Graduate School of Creative Science and Engineering, Waseda University, Tokyo 169-8555, Japan.
Research Institute for Science and Engineering (RISE), Waseda University, Tokyo 162-0044, Japan.
Sensors (Basel). 2022 Aug 5;22(15):5857. doi: 10.3390/s22155857.

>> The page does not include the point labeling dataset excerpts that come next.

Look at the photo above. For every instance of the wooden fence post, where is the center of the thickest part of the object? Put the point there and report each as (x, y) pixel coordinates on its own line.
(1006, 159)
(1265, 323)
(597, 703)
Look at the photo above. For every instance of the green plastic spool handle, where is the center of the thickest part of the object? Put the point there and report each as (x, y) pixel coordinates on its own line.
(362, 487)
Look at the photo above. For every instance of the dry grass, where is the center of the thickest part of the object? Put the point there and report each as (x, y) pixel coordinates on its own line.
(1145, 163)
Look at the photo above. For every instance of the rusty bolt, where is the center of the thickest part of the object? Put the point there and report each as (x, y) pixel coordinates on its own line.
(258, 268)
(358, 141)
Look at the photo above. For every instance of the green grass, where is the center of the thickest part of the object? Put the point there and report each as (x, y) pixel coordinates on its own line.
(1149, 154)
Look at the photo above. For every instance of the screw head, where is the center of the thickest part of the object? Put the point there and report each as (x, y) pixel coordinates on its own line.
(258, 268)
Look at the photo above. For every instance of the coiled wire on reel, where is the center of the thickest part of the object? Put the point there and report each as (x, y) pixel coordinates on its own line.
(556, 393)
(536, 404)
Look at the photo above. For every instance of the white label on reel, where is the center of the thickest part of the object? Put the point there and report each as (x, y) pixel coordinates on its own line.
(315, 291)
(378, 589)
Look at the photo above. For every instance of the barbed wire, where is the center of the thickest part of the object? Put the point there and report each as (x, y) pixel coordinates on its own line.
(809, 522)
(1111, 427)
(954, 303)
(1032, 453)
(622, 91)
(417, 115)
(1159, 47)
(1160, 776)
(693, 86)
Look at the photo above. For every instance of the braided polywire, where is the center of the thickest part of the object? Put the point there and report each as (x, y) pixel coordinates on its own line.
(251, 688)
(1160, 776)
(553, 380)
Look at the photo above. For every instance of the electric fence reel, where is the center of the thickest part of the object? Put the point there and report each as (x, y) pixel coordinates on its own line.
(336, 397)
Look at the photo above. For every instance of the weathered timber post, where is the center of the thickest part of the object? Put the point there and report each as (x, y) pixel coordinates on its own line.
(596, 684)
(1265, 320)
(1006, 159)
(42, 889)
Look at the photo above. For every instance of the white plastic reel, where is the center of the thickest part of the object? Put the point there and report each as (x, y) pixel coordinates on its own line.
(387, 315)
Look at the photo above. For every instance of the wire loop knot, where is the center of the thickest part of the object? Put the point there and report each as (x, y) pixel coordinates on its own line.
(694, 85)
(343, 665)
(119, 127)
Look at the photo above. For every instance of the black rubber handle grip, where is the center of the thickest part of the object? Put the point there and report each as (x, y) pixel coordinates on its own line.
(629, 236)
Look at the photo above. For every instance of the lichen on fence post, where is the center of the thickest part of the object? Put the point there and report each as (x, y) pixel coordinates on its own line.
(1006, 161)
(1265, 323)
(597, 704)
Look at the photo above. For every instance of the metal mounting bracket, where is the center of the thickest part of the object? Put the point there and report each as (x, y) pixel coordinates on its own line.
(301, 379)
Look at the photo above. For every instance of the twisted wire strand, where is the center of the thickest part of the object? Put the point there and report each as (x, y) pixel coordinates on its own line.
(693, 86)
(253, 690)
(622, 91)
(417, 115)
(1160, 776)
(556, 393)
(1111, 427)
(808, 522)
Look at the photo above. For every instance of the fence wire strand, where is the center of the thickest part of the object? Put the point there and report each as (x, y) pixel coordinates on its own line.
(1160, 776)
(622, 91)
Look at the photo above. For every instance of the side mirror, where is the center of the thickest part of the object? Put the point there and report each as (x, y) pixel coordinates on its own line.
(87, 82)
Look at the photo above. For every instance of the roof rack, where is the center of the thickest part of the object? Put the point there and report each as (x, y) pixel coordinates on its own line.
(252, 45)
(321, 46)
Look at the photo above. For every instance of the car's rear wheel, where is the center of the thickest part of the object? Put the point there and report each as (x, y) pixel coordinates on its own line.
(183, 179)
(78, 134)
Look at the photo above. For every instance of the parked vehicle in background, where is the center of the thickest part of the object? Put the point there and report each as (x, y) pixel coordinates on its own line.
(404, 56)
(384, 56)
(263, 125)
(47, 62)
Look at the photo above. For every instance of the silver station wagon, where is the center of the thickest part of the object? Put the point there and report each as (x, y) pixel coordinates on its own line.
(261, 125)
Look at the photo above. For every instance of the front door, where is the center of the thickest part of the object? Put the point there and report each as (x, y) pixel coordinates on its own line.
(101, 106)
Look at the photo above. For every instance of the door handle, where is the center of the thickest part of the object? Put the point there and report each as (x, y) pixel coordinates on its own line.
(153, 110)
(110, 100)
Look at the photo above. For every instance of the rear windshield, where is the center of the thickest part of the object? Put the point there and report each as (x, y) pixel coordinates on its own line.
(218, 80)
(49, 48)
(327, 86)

Estimating the driver's gaze in a natural real-world setting can be problematic for different challenging scenario conditions. For example, faces will undergo facial occlusions, illumination, or various face positions while driving. In this effort, we aim to reduce misclassifications in driving situations when the driver has different face distances regarding the camera. Three-dimensional Convolutional Neural Networks (CNN) models can make a spatio-temporal driver's representation that extracts features encoded in multiple adjacent frames that can describe motions. This characteristic may help ease the deficiencies of a per-frame recognition system due to the lack of context information. For example, the front, navigator, right window, left window, back mirror, and speed meter are part of the known common areas to be checked by drivers. Based on this, we implement and evaluate a model that is able to detect the head direction toward these regions having various distances from the camera. In our evaluation, the 2D CNN model had a mean average recall of 74.96% across the three models, whereas the 3D CNN model had a mean average recall of 87.02%. This result show that our proposed 3D CNN-based approach outperforms a 2D CNN per-frame recognition approach in driving situations when the driver's face has different distances from the camera.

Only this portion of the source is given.